Multilingual Models with ONNX: Missing Python Package

Question

Multilingual Models with ONNX: Missing Python Package

mnbucher opened this issue a year ago · comments

Martin Juan José Bucher commented a year ago

I'm trying to use a multilingual model with the ONNX runtime with the prebuilt docker image from the hub. However, when using a custom multilingual model, e.g. "M-CLIP/XLM-Roberta-Large-Vit-B-16Plus", I get an exception in the docker container saying that:

ModuleNotFoundError: No module named 'transformers'

I quickly checked the source code in this repo, and indeed the code tries to load the Tokenizer from Huggingface when using a multilingual model.

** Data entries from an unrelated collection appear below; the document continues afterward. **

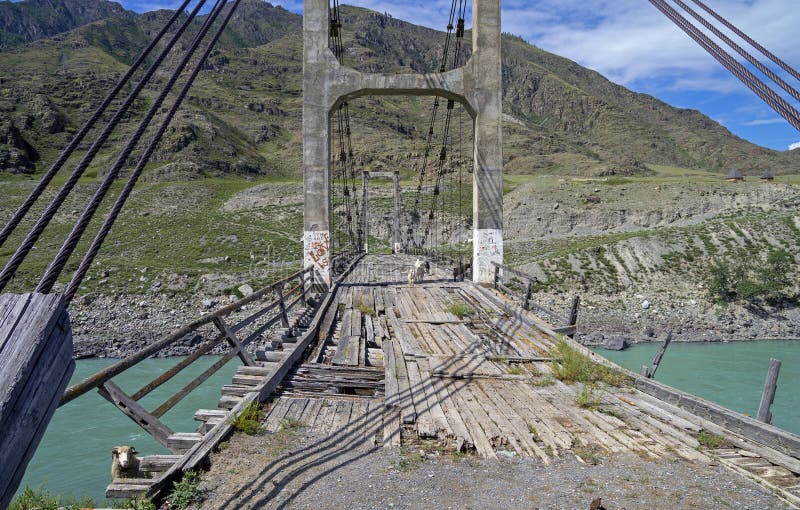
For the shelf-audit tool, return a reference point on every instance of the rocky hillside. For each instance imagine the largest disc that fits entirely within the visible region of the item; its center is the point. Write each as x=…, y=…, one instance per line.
x=243, y=115
x=31, y=20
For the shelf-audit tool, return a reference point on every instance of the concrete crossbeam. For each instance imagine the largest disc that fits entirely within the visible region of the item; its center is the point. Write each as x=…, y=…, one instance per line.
x=477, y=86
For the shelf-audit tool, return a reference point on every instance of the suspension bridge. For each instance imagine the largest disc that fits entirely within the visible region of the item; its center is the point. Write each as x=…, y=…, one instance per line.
x=350, y=345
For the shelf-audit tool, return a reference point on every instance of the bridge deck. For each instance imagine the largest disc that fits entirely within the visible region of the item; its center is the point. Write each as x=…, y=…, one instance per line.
x=477, y=381
x=402, y=365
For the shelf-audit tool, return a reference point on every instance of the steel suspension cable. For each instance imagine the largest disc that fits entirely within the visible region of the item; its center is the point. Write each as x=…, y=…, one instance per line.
x=749, y=79
x=741, y=51
x=430, y=134
x=446, y=130
x=68, y=247
x=30, y=239
x=23, y=209
x=783, y=65
x=97, y=243
x=349, y=192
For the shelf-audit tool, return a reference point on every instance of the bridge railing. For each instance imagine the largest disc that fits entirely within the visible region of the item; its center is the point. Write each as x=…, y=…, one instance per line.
x=519, y=286
x=288, y=293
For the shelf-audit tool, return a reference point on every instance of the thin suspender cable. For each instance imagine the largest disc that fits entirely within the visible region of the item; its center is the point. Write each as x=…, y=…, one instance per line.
x=761, y=67
x=81, y=134
x=429, y=138
x=97, y=243
x=751, y=81
x=69, y=245
x=27, y=244
x=786, y=67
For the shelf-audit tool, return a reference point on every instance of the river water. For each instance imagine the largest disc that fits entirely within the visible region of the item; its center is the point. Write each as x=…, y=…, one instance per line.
x=730, y=374
x=74, y=456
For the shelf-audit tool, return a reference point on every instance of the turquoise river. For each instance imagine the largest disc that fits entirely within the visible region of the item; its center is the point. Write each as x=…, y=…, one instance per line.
x=74, y=457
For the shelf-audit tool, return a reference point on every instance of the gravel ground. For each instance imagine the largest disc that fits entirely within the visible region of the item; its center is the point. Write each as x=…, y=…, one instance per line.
x=294, y=469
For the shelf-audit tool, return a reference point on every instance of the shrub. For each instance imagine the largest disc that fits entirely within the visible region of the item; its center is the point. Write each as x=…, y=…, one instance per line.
x=460, y=309
x=574, y=366
x=248, y=421
x=185, y=492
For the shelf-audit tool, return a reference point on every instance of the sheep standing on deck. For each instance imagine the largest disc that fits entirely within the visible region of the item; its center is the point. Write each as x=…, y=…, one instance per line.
x=125, y=464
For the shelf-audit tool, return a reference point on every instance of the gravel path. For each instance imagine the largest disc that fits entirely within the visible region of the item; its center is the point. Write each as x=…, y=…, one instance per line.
x=295, y=469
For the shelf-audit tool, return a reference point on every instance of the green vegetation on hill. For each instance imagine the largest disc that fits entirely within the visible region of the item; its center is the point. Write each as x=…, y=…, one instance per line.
x=243, y=115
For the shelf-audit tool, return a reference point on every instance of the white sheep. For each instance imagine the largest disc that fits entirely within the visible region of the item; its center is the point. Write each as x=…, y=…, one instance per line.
x=125, y=464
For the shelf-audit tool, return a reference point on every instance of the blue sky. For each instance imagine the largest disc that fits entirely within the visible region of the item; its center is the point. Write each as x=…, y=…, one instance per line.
x=633, y=44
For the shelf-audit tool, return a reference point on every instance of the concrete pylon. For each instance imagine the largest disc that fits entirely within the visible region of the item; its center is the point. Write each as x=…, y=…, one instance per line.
x=477, y=86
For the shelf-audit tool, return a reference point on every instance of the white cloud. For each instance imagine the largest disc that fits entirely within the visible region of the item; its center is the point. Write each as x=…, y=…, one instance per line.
x=764, y=122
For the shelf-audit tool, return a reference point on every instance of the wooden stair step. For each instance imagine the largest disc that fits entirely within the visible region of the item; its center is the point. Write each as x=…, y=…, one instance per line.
x=126, y=488
x=228, y=402
x=208, y=425
x=271, y=356
x=157, y=463
x=183, y=440
x=247, y=380
x=235, y=390
x=207, y=414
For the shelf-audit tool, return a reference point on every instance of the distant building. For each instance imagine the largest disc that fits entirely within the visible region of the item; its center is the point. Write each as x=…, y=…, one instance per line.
x=734, y=176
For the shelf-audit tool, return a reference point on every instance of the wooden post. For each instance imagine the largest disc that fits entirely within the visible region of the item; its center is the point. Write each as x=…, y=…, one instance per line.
x=35, y=367
x=768, y=396
x=230, y=336
x=302, y=281
x=526, y=303
x=284, y=315
x=659, y=355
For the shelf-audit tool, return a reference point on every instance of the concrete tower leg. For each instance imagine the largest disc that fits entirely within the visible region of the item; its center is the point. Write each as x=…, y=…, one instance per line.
x=317, y=240
x=487, y=100
x=397, y=205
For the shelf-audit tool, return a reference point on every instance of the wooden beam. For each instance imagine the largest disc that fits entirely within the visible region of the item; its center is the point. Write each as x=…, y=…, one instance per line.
x=230, y=336
x=151, y=424
x=35, y=367
x=660, y=354
x=768, y=395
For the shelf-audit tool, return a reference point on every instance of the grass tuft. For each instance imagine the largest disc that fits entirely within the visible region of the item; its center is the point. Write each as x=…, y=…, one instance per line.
x=249, y=421
x=185, y=492
x=574, y=366
x=460, y=309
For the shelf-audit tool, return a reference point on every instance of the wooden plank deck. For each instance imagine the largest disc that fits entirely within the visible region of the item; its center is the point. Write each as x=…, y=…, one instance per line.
x=483, y=383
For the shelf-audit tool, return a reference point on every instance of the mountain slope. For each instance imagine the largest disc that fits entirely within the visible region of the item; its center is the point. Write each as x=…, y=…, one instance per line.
x=243, y=115
x=30, y=20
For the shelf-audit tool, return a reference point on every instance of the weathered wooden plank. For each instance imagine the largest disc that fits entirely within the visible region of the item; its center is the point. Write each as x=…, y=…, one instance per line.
x=38, y=366
x=157, y=463
x=136, y=412
x=230, y=336
x=347, y=351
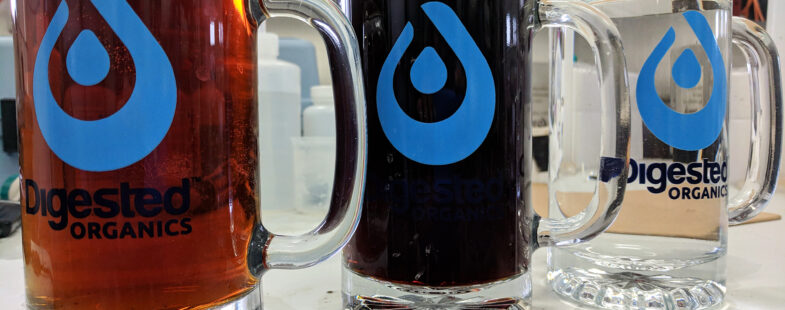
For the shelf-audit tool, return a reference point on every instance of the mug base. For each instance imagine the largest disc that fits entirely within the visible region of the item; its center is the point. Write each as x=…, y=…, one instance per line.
x=631, y=290
x=361, y=292
x=250, y=301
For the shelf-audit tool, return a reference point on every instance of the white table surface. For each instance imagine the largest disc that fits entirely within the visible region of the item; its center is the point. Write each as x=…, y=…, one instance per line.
x=756, y=272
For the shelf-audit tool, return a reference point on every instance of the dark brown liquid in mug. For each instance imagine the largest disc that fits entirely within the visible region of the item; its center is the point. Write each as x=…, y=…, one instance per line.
x=129, y=260
x=450, y=225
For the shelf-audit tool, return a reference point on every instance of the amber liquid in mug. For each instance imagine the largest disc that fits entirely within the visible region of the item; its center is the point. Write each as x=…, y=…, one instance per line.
x=205, y=167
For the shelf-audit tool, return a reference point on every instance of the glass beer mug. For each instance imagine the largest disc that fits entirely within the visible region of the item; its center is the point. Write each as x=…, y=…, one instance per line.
x=667, y=248
x=447, y=221
x=138, y=128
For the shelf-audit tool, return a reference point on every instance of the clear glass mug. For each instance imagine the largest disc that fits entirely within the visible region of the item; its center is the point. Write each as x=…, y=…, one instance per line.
x=448, y=221
x=667, y=248
x=138, y=129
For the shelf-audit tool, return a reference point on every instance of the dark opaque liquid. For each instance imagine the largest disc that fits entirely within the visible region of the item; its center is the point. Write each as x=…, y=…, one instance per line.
x=211, y=143
x=458, y=224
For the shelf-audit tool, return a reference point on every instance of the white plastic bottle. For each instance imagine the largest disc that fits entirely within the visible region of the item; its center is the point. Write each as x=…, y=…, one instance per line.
x=319, y=119
x=279, y=122
x=315, y=153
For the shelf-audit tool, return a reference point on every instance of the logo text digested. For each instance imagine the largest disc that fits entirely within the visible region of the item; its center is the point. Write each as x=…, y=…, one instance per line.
x=708, y=177
x=124, y=202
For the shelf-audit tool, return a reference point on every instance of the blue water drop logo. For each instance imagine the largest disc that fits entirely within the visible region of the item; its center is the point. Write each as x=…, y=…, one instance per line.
x=131, y=133
x=689, y=132
x=87, y=60
x=457, y=137
x=429, y=73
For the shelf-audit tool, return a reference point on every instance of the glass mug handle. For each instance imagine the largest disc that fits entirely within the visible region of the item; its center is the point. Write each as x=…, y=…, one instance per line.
x=761, y=181
x=270, y=251
x=605, y=40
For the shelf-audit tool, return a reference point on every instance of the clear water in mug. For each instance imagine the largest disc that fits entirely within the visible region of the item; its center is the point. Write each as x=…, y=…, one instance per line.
x=661, y=253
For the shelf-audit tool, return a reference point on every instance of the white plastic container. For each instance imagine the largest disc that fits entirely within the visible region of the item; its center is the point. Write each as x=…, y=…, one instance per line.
x=315, y=152
x=279, y=123
x=319, y=119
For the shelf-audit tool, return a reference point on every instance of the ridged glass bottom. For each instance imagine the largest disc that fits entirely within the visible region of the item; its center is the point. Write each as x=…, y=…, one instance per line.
x=365, y=293
x=630, y=290
x=250, y=301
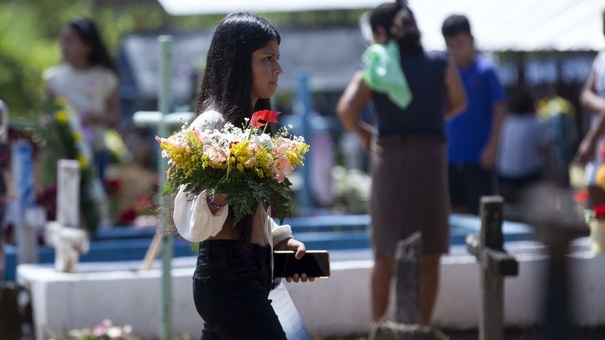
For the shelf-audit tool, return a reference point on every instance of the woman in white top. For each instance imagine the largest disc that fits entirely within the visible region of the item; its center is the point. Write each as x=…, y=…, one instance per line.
x=88, y=78
x=233, y=275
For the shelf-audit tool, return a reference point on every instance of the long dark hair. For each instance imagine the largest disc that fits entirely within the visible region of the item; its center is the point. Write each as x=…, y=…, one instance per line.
x=408, y=36
x=227, y=83
x=88, y=32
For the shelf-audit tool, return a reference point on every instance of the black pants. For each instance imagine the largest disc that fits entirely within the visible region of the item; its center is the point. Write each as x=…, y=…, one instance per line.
x=231, y=292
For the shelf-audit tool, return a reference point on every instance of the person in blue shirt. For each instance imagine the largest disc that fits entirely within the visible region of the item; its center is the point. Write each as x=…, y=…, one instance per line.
x=473, y=135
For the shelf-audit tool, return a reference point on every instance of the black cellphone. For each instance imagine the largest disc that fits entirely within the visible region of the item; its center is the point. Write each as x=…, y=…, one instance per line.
x=315, y=263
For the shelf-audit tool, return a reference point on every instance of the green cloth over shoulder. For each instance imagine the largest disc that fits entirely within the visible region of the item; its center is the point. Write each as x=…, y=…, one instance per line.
x=382, y=73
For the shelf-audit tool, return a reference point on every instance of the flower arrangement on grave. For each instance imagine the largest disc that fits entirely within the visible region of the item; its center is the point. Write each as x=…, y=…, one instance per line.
x=595, y=218
x=246, y=164
x=64, y=140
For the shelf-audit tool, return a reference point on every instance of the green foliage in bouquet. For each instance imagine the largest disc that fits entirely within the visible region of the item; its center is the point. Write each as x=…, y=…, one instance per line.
x=246, y=164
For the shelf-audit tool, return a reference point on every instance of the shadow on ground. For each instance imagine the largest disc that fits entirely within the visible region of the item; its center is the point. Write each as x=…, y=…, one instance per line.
x=533, y=333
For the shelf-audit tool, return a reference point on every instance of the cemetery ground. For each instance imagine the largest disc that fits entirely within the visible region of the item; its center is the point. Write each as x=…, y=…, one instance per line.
x=532, y=333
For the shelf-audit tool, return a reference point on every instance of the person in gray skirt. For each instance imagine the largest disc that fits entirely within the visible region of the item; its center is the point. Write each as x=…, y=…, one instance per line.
x=408, y=152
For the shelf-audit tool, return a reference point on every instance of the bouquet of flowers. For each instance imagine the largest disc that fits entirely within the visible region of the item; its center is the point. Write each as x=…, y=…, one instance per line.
x=246, y=164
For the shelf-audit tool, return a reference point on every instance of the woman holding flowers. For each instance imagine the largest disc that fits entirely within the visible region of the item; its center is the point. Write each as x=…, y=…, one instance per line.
x=233, y=276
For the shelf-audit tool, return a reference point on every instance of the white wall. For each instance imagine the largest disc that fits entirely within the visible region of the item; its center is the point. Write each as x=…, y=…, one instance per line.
x=335, y=306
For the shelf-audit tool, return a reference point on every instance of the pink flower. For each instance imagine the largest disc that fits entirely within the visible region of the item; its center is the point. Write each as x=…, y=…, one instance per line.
x=281, y=167
x=280, y=147
x=260, y=118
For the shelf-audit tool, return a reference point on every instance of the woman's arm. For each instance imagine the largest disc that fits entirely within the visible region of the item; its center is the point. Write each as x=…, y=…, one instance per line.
x=355, y=97
x=589, y=97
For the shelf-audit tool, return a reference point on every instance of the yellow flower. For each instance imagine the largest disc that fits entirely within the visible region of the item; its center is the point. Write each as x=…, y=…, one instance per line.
x=82, y=160
x=600, y=177
x=62, y=101
x=62, y=116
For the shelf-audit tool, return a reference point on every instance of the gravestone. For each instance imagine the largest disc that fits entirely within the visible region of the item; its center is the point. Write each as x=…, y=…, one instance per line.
x=65, y=233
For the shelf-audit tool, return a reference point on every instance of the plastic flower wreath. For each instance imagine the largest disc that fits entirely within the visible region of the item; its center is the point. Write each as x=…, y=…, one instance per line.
x=246, y=164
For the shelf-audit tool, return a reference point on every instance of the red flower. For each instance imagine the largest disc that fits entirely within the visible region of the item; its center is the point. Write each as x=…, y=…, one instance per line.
x=599, y=210
x=260, y=118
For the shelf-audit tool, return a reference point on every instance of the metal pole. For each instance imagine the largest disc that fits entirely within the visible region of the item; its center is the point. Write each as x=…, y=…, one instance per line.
x=303, y=103
x=165, y=103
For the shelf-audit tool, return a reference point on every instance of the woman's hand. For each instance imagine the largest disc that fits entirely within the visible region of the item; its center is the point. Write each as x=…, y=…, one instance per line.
x=300, y=251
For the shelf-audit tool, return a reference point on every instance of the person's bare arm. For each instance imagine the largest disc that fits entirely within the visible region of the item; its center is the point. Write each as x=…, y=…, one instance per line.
x=456, y=101
x=490, y=151
x=586, y=149
x=591, y=101
x=349, y=107
x=589, y=97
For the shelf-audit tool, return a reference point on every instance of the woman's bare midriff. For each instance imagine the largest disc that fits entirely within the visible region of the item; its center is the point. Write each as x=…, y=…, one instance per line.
x=258, y=233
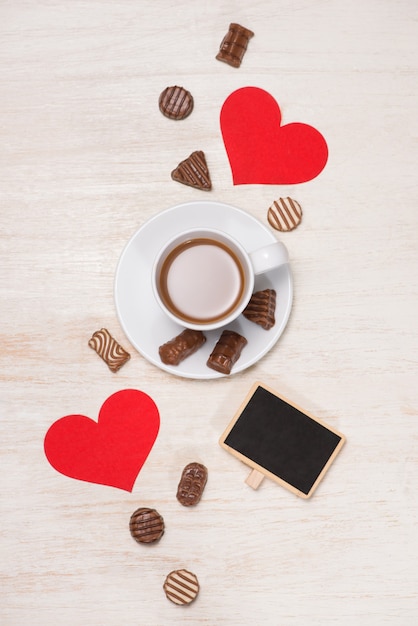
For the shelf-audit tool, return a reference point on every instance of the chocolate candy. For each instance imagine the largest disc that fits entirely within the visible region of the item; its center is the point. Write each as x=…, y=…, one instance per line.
x=109, y=349
x=226, y=352
x=181, y=586
x=261, y=308
x=284, y=214
x=177, y=349
x=146, y=525
x=192, y=483
x=193, y=172
x=176, y=103
x=234, y=45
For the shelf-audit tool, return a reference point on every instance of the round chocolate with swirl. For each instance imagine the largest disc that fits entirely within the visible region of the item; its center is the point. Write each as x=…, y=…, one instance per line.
x=181, y=586
x=146, y=525
x=176, y=102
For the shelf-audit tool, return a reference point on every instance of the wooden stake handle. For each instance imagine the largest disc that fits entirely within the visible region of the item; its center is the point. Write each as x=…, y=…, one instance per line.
x=254, y=479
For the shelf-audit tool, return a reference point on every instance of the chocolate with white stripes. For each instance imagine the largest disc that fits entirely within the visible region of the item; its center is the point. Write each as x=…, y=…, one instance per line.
x=181, y=586
x=284, y=214
x=109, y=349
x=146, y=525
x=261, y=308
x=193, y=171
x=176, y=102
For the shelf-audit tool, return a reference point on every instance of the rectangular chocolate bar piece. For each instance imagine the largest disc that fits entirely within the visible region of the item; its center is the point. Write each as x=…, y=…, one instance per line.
x=226, y=351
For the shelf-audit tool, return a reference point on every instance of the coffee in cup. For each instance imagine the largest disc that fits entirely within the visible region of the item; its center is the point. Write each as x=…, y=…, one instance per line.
x=203, y=278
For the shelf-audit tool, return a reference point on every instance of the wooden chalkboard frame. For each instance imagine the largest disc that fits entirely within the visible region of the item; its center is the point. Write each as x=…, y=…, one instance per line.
x=317, y=428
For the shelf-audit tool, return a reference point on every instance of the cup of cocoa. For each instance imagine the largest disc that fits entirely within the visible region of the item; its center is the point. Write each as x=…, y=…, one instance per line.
x=203, y=278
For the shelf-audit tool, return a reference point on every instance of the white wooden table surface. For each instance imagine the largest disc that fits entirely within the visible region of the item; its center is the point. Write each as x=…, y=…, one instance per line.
x=86, y=158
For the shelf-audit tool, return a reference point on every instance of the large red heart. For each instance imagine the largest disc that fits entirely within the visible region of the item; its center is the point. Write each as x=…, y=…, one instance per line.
x=260, y=150
x=110, y=451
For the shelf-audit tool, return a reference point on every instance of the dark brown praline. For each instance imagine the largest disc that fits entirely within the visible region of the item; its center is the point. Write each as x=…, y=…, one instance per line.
x=146, y=525
x=176, y=102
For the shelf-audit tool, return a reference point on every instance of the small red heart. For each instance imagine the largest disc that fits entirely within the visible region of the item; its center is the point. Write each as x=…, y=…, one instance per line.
x=110, y=451
x=260, y=150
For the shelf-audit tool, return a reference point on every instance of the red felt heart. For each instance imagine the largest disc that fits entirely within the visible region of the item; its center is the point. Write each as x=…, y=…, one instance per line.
x=262, y=151
x=110, y=451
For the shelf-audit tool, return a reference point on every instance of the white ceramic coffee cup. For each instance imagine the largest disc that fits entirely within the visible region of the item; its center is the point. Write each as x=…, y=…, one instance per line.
x=203, y=278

This package is however not provided through the default docker image.

How could I install this package while using docker compose? I think the deployed docker images need to be adapted to include the transformers library as well..

The specific code causing issues is the following snippet from server/clip_server/model/tokenization.py

class Tokenizer:
    def __init__(self, name: str, **kwargs):
        self._name = name
        if name in _MULTILINGUALCLIP_MODELS:
            import transformers

            self._tokenizer = transformers.AutoTokenizer.from_pretrained(name)

I could fix this by using the following Dockerfile:

FROM jinaai/clip-server:master-onnx

# Install the required pip package
RUN pip install transformers

CMD [ "/cas/server/custom-config.yml" ]